Google DeepMind on June 30 released two new generative AI models designed to make image and video creation faster and cheaper for developers: Gemini Omni Flash for video generation and Nano Banana 2 Lite for rapid image output.

Conversational video editing

Gemini Omni Flash (gemini-omni-flash-preview) is a multimodal model that generates videos up to 10 seconds long at 720p from text descriptions, still images, or existing video clips. Its headline feature is conversational editing: instead of cutting a timeline, users describe changes in plain language and the model applies them, maintaining text-action synchronization and drawing on real-world context to render scenes accurately.

The model is priced at $0.10 per second of video output and is available now through Google AI Studio, the Gemini API, the Gemini app, and Google Flow. Google notes current limitations — no audio-reference support, a 10-second length cap, and uneven character consistency across scene changes — with longer videos and scene extension coming in future updates.

Fast, cheap image generation

Nano Banana 2 Lite (gemini-3.1-flash-lite-image) is now generally available and positions itself as Google’s fastest and most cost-efficient image model. It produces an image in roughly four seconds at a cost of $0.034 per 1,000 images, while retaining strong prompt adherence, character consistency, and legible in-image text rendering according to Google.

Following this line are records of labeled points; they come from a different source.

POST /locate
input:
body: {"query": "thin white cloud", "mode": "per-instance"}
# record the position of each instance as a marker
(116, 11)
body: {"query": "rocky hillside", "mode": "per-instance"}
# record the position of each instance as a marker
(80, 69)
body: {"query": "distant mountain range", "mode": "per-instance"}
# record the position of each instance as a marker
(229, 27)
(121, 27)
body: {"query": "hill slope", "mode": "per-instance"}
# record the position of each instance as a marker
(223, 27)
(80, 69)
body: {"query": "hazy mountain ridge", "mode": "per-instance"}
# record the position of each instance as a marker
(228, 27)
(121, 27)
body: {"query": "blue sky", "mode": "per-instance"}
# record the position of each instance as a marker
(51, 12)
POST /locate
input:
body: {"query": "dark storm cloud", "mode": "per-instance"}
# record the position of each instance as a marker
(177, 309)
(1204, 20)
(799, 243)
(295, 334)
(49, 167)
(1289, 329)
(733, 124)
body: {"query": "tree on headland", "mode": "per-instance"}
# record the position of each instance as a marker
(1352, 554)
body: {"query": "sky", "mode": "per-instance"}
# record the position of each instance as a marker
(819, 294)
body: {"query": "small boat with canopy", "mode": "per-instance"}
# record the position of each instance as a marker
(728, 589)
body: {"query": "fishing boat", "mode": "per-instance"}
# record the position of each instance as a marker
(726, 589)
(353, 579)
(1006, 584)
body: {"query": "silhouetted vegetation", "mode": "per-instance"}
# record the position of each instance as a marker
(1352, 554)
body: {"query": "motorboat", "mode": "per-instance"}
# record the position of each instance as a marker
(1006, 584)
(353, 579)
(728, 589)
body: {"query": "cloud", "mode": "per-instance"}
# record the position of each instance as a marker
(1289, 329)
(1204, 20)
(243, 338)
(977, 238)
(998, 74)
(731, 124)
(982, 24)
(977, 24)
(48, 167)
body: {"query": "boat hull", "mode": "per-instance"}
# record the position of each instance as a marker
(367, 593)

The model is live on Google AI Studio, the Gemini API, and the Gemini Enterprise Agent Platform. A consumer rollout to AI Mode in Search, Google Photos, NotebookLM, and Google Ads is underway.

Product managers Alisa Fortin and Anish Nangia described the two models as complementary: developers can chain rapid image generation with Omni Flash’s video animation to build end-to-end multimedia pipelines.